All previous water company mergers and acquisitions have had a Stage 2
review carried out and this was a mandatory requirement until November 2015. It would seem that not carrying out the same
process at a time of greater regulatory uncertainty could negatively affect
Ofwat’s statutory duty at a critical time when the industry is starting the
PR19 process.
Dee
Valley Water has the fourth-lowest water bills within the industry
(substantially cheaper than Severn Trent Water by 19%), is industry leading
for customer service, its local direct labour force and suppliers deliver low-cost infrastructure schemes in comparison to the rest of the industry. For example, its unit rates for carrying out
mains replacement work are considered to be very low and contribute to lower
bills for customers. Dee Valley Water
is concerned that Severn Trent would not be able to match these low costs. The loss of a high-performance business that
is small enough to quickly respond to the changing regulatory environment could
hinder Ofwat’s ability to regulate, compare and incentivise performance.
As a
small business it is able to innovate.
DVW has a long history of supporting its customers before the
introduction of social tariffs in the industry.

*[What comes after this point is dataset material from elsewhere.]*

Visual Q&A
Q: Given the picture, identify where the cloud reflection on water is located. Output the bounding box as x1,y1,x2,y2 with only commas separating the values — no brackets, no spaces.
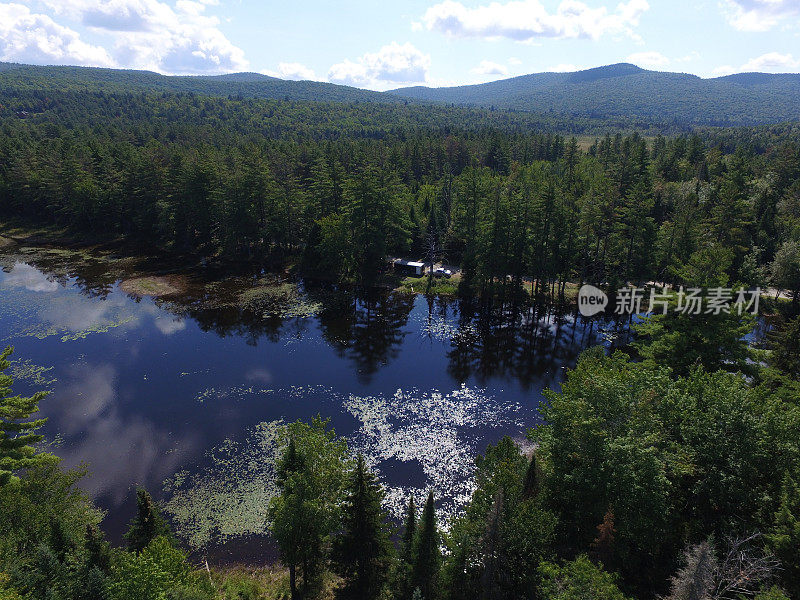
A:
47,363,199,505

It was the first company to offer free meter installations back in
1996, four years before being made compulsory for the rest of the water
industry. It was also the first
company to offer a weekly direct debit collection to sit alongside their
bespoke personalised and extended payment plans. These bespoke plans support over 11% of its
customer base. It also carries out home
visits to customers, and by using its partnerships with other support services helps to ensure their customers receive the best outcomes to suit their circumstances. It has also pioneered the use of
ice-pigging as an efficient method for cleaning mains pipelines.
Dee
Valley Water’s importance as a comparator is even more significant for
Wales. It provides a useful comparison
of small company performance against that of Dwr Cymru/Welsh Water. Following the proposed takeover, there would
only be Dwr Cymru/Welsh Water operating mainly in Wales and the Welsh
Government would therefore lose an important comparator as Severn Trent’s
performance will be dominated by its English operation. Even with a separate Welsh licence, the
customer service performance and relative efficiency comparators will be lost
for Wales as these services will be provided from England and will not be
separable. The lack of this truly Welsh comparison could be more important over
time as devolution continues.
The
transfer of any type of power or responsibility for water in Wales is a hugely
emotive subject. The people of North
Wales in particular have not forgotten their lack of voice over the flooding of
Tryweryn in the 1960s. Carwyn Jones, the
Welsh First Minister, has also stated publicly in the Senedd that “I would not
support any changes that would result in the loss of Welsh jobs. The CMA have launched an investigation into
the deal …. we will be looking to provide comments”. Given that all previous water company
acquisitions have had a stage two review and the public opinion in North Wales
regarding Welsh ownership of its own water asset, it would seem wholly
inappropriate to appear to be fast-tracking this process with just a stage one
review.
In
summary, Dee Valley Water provides a unique comparator for the other companies
due to its size and performance on billing, customer service and leakage. The loss of challenging performance targets
for other companies could harm overall customer service for the industry. The fact that it is one of only two Welsh
water companies would result in Wales losing a useful performance benchmark for
its one remaining company. Furthermore,
the people and elected officials of Wales must be a part of this process to
ensure that the outcome of the proposed merger does not negatively impact on
the future well-being of the people living in Wales."